# Teich eisfrei halten



## KawaAndy (29. Sep. 2013)

Hallo,

bin seid Mitte des Jahres Teichbesitzer (von unserem Sohn während unseres Urlaubs angelegt), neu hier im Forum und habe natürlich gleich mal eine Frage:

Wie kann ich meinen Teich eisfrei halten?
Habe von diesen Styropor-Eisfreihalter gelesen - sind die zu empfehlen?
Weiterhin habe ich das Teichbelüftungssystem Tetra APK 400 gesehen - ist dies zu empfehlen?

Der Teich ist ca. 3m x 2m. 2m x 2m sind ca. 20 cm tief, 1m x 1m ca. 80 cm tief.

Vielen Dank im Voraus für eure Antwort(en)
KawaAndy


----------



## koifischfan (29. Sep. 2013)

*AW: Teich eisfrei halten*

Halo,

ganz schön klein finde ich, jedenfalls für Fische.
1 x 1 x 0,8 = 800 l + 2 x 2 x 0,2 = 800 = 1600 l

Gerade die Fläche in der Tiefe ist wenig. Wenn da mal nicht der Sauerstoff knapp wird.
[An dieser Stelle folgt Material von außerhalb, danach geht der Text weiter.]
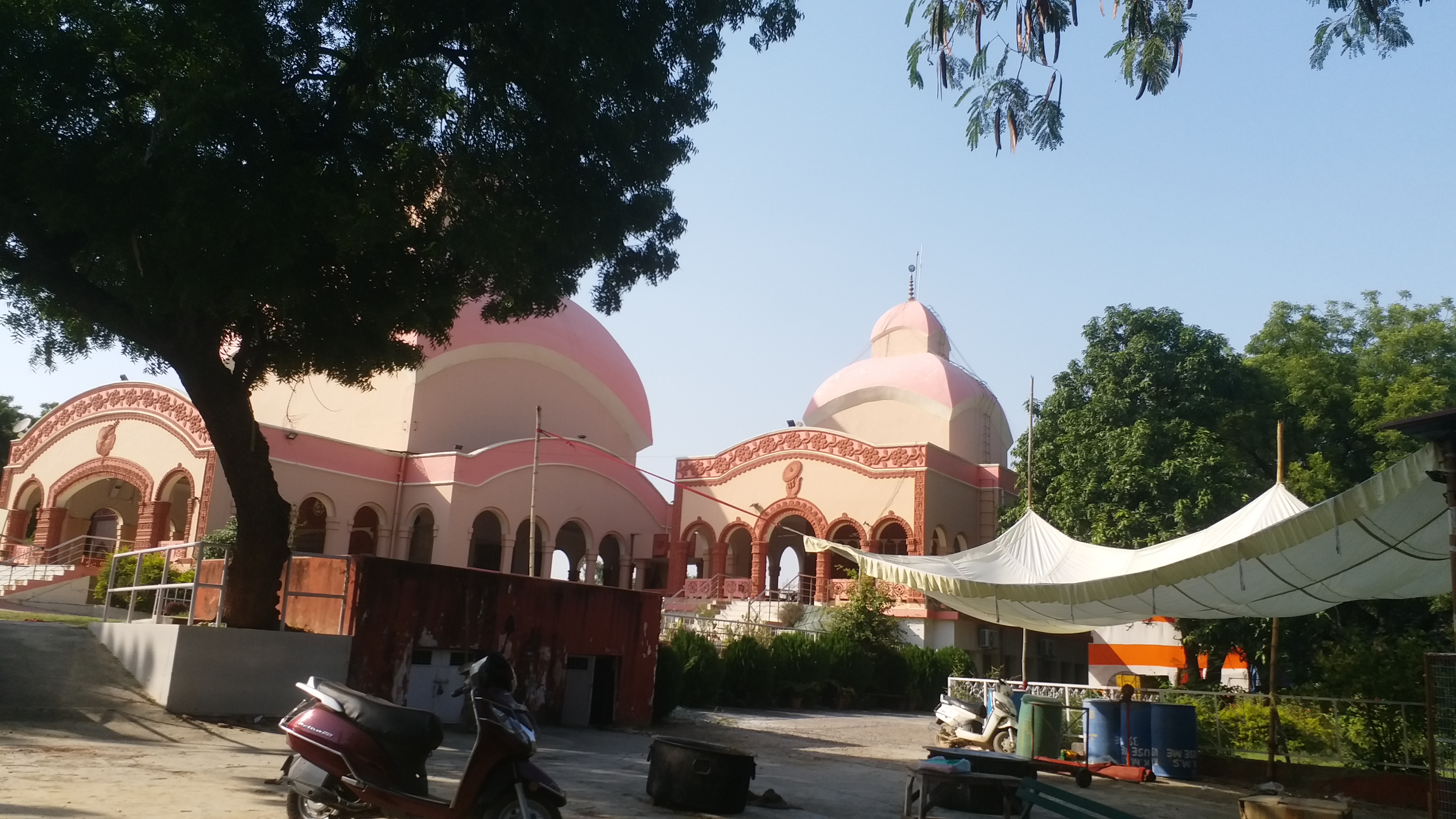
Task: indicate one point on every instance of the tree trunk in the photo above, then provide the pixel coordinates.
(254, 576)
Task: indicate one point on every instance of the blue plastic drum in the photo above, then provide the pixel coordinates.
(1175, 741)
(1138, 732)
(1104, 731)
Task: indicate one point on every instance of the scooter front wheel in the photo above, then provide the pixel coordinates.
(510, 808)
(305, 808)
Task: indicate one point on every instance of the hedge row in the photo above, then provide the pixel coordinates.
(800, 671)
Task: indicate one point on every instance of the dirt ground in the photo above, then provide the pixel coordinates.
(78, 738)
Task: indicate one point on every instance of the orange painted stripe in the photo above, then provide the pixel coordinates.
(1164, 656)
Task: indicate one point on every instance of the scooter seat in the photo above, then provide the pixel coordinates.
(411, 728)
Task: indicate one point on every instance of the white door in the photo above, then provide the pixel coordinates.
(433, 677)
(576, 709)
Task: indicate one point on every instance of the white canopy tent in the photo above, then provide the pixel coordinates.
(1276, 557)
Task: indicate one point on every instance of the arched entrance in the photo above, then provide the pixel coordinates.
(365, 532)
(309, 527)
(611, 553)
(571, 541)
(788, 537)
(893, 540)
(485, 541)
(423, 537)
(740, 554)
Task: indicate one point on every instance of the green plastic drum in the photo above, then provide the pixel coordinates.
(1039, 728)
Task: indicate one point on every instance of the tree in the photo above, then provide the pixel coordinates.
(1150, 52)
(1148, 436)
(1344, 371)
(286, 187)
(11, 420)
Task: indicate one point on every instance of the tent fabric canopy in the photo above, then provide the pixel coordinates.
(1385, 538)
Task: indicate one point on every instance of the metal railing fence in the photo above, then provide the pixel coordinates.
(165, 592)
(1320, 731)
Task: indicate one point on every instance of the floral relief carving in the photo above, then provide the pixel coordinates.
(816, 441)
(155, 400)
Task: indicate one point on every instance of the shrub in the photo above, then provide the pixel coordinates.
(667, 687)
(846, 664)
(798, 659)
(748, 674)
(702, 670)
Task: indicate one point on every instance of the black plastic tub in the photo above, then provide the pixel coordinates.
(698, 776)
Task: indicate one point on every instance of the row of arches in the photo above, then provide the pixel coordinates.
(490, 547)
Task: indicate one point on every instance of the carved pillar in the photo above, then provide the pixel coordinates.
(14, 540)
(822, 573)
(507, 554)
(50, 521)
(676, 566)
(152, 522)
(759, 567)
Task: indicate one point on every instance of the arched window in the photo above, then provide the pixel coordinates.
(893, 540)
(308, 527)
(485, 541)
(423, 537)
(365, 532)
(522, 553)
(611, 553)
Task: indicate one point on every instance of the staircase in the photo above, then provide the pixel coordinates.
(34, 567)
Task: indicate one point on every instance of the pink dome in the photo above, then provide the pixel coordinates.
(908, 315)
(921, 374)
(573, 333)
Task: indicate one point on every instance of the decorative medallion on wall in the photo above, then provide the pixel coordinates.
(107, 439)
(793, 479)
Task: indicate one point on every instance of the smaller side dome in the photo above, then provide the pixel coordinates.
(908, 329)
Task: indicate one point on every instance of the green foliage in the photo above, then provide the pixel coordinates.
(667, 685)
(219, 538)
(930, 670)
(749, 674)
(848, 664)
(863, 617)
(1144, 438)
(798, 659)
(702, 668)
(127, 575)
(321, 187)
(1150, 53)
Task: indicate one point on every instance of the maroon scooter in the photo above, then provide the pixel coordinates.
(359, 757)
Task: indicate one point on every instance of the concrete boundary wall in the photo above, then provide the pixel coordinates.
(207, 671)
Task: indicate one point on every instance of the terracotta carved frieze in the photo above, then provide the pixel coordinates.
(146, 398)
(807, 441)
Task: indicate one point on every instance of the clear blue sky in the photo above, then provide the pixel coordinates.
(822, 173)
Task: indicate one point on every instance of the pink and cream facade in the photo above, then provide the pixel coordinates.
(430, 465)
(903, 452)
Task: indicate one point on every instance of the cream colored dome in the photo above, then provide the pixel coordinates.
(909, 392)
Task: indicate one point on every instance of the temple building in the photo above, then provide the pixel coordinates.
(430, 465)
(903, 452)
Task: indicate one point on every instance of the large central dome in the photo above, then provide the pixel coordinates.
(909, 392)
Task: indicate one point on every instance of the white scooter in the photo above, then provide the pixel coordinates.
(962, 723)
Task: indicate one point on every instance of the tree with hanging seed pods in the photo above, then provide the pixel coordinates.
(1151, 52)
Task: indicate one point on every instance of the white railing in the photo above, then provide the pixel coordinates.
(165, 592)
(1320, 731)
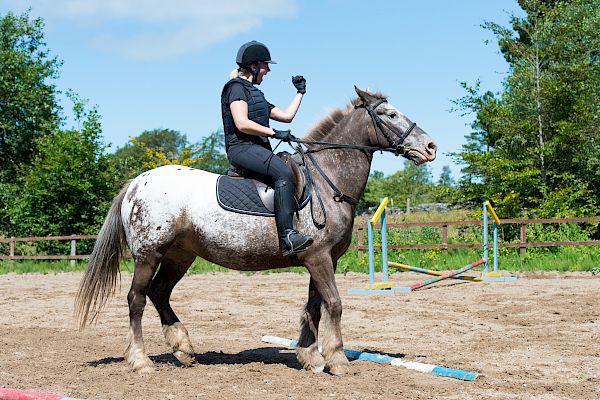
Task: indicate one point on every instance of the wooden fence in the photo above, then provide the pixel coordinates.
(359, 230)
(444, 245)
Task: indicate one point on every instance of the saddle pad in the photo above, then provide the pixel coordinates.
(240, 195)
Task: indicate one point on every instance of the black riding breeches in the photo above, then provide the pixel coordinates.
(259, 163)
(256, 162)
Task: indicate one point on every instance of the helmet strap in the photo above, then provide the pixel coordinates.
(255, 73)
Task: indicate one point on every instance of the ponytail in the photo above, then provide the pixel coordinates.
(234, 74)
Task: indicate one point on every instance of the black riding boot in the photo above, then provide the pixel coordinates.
(290, 241)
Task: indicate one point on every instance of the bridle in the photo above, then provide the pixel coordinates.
(396, 145)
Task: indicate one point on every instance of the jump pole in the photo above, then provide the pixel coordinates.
(385, 359)
(447, 275)
(495, 275)
(14, 394)
(384, 287)
(404, 267)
Jedenfalls reicht ein Belüfter mit einem Ausströmer in ca 20cm Tiefe fast überall.
Der Tetra Pond APK 400 ist völlig übertrieben. Gehe zu den Aquarien, die Pumpe für einen 10er und einen runden Ausströmerball.


----------



## KawaAndy (29. Sep. 2013)

*AW: Teich eisfrei halten*

Sowas zum Beispiel:

http://www.rakuten.de/produkt/aquae...-pla-2012-02&gclid=CIqamsiY8bkCFcOV3godo1sAEw

Sind die Aquarienpumpen denn für den Außenbereich (Regen etc.)?

KawAndy


----------



## koifischfan (29. Sep. 2013)

*AW: Teich eisfrei halten*



> Sind die Aquarienpumpen denn für den Außenbereich (Regen etc.)?
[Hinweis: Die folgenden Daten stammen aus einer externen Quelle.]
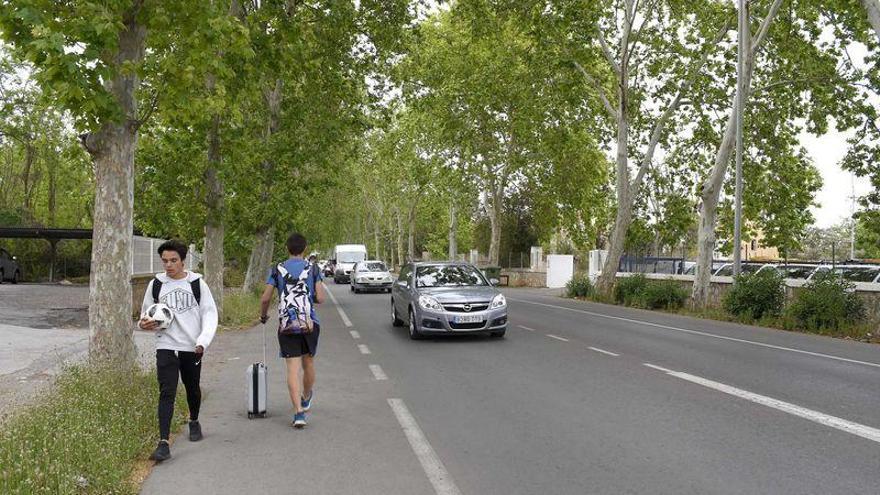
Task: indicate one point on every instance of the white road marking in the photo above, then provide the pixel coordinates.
(378, 374)
(652, 366)
(439, 477)
(603, 351)
(704, 334)
(342, 314)
(857, 429)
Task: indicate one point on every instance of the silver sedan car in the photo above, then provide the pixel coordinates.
(447, 298)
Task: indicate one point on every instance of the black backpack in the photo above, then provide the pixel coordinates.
(194, 285)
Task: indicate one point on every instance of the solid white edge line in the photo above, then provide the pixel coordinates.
(437, 474)
(652, 366)
(841, 424)
(696, 332)
(603, 351)
(378, 374)
(342, 314)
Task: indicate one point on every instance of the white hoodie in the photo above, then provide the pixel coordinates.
(194, 323)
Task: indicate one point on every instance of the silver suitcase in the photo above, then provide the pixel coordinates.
(255, 376)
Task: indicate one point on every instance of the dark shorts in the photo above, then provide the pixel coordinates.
(296, 345)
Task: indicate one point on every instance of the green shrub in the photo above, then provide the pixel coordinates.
(756, 295)
(233, 276)
(827, 303)
(240, 309)
(662, 294)
(87, 436)
(579, 286)
(628, 290)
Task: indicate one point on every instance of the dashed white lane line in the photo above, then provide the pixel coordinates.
(704, 334)
(857, 429)
(603, 351)
(439, 477)
(378, 374)
(342, 314)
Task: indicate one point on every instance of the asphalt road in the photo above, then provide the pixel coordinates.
(568, 404)
(578, 398)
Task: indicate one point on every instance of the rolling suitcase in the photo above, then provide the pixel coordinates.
(256, 385)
Nein, aber umgedrehte Behälter sind meist umsonst.
Soll heißen, ein Eimer oder Ähnliches tut das Gleiche.


----------



## KawaAndy (29. Sep. 2013)

*AW: Teich eisfrei halten*

Hey,

aber so eine Pumpe würde reichen?

KawaAndy


----------



## koifischfan (29. Sep. 2013)

*AW: Teich eisfrei halten*

Ja klar.
Z.B. habe ich diese http://www.ebay.de/itm/OSAGA-Luft-K...f_fische&var=490112627226&hash=item2c69a2079d mit zwei Anschlüssen in Verwendung für ein 17000 Liter Teich.

Oder diese:
http://www.ebay.de/itm/SET-Hailea-A..._garten_tierbedarf_fische&hash=item53f8ce9de4
http://www.ebay.de/itm/Hailea-ACO-9..._garten_tierbedarf_fische&hash=item2c61c2cc1c
http://www.ebay.de/itm/Resun-Air-Pu..._garten_tierbedarf_fische&hash=item20ceeb331a


----------



## Ansaj (29. Sep. 2013)

*AW: Teich eisfrei halten*

Hi KawaAndy,
ich will hier nicht gleich die Spielverderberin sein und das war auch eigentlich nicht deine Frage, aber ich finde (wie schon von koifischfan angemerkt) den Teich entschieden zu klein für Fische, besonders für 7 Goldfische! Seien es nun 300 oder 1600 l. 
Bitte sei mir nicht böse, ich möchte nur aufklären, falls du ein Teichneuling bist.
Es geht ja nicht nur um den Sauerstoff, sondern auch um die Wasserqualität allgemein und das Wohlbefinden der Fische. 
Ich würde dir anraten den Teich nächstes Jahr zu vergrößern oder die Fische abzugeben. 
Gruß,
Ansaj


----------



## Deuned (30. Sep. 2013)

*AW: Teich eisfrei halten*



KawaAndy schrieb:


> Wie kann ich meinen Teich eisfrei halten?
> 
> KawaAndy



Nutze doch bitte die Suchfunktion!
Diese Frage gibt es ja regelmäßig u.a. z.B. hier:

https://www.hobby-gartenteich.de/xf/threads/40490


Gruß

Bernd


----------



## KawaAndy (7. Okt. 2013)

*AW: Teich eisfrei halten*

Hallo,

vielen Dank für eure Antworten.

Werde ich mir eine Pumpe bei Ebay kaufen und die Teichvergrößerung nächstes Jahr in Angriff nehmen.

KawaAndy


----------